Wexford put in an ocean of work in January, with one report suggesting there were in excess of 25 squad sessions in that month alone. O'Keeffe, though, stresses it was less hectic than it sounds.

"To be honest, I got told by friend of mine in work that we had trained 26 or 28 days of however many days there was in the month and I didn't actually believe it myself.

"I didn't notice it at the time being honest, we rowed in behind it and I can't say for definite what the figure was. At the time we were just getting on with it and that was the height of it.

"There was a lot of challenge games, we had Waterford, Cork, Tipp themselves so there was a lot of games but I think that's what Davy needed, to see the whole 30 or 35 players and to see where everyone was at and what they were able to offer.

"He needed those games to see how the lads were working, so there was a lot of games, but not everyone was playing in every game because there was a rotation system there."
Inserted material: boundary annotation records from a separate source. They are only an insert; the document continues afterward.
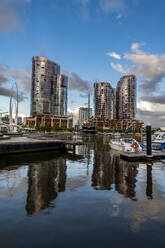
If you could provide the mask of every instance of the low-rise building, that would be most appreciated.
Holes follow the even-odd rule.
[[[50,114],[36,114],[32,117],[24,117],[24,126],[30,128],[51,127],[51,128],[72,128],[72,116],[54,116]]]
[[[106,118],[91,118],[92,122],[99,129],[110,129],[113,131],[123,131],[131,127],[133,131],[141,130],[144,122],[139,120],[109,120]]]

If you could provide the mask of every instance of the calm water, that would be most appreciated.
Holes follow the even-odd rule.
[[[77,156],[0,160],[0,247],[165,247],[165,164],[83,139]]]

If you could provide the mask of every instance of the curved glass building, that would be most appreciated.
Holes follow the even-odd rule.
[[[46,58],[32,59],[31,115],[67,115],[68,77],[60,66]]]
[[[108,82],[94,83],[94,109],[96,118],[114,119],[114,89]]]

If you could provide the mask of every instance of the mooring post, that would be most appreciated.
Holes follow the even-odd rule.
[[[146,196],[148,199],[152,199],[152,163],[147,164]]]
[[[73,154],[75,155],[76,153],[76,145],[73,145]]]
[[[152,135],[151,135],[151,125],[146,126],[146,139],[147,139],[147,156],[152,156]]]

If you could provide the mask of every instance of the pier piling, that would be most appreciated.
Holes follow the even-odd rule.
[[[147,140],[147,149],[146,149],[146,155],[152,156],[152,140],[151,140],[151,125],[147,124],[146,126],[146,140]]]

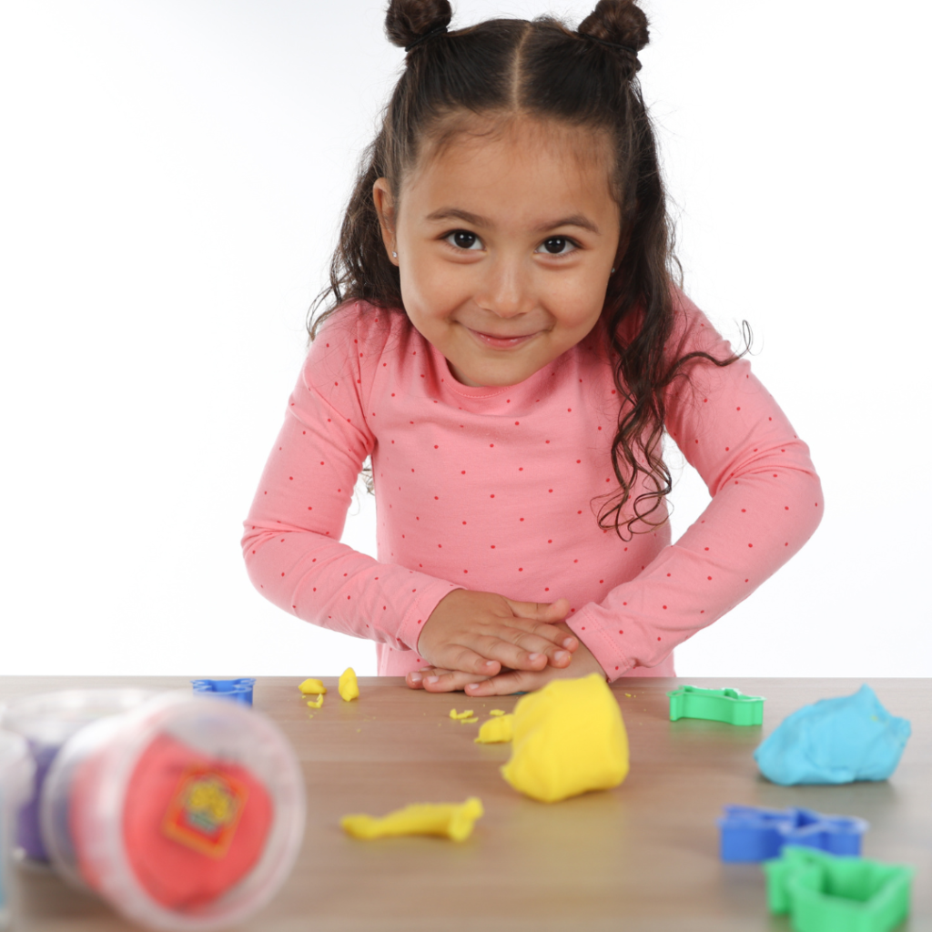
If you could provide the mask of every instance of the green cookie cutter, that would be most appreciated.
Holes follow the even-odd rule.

The win in Kilkenny was a "massive boost," according to O'Keeffe. "They were in the All-Ireland final last year, they are a phenomenal outfit and they are going to be a phenomenal outfit this year, despite what has gone on in the last while, they are not gone by any means.

"Look, it was a game last Sunday where it was tit-for-tat up until the 70th minute, until a fortuitous goal went in; it was a very even game and we came out the right side of it."

And this weekend they are back in Nowlan Park to take on the All-Ireland champions and see if they can take another step forward.

"Tipp by all accounts are the top team in the country, they are All-Ireland champions and had some really good wins against Dublin, Waterford and Clare in the group and they got over Offaly at the weekend. There was an end-to-end battle with Kilkenny as well so we are under no illusion, Tipp are the top team and we have to be in tip-top shape to put it up to them on Sunday."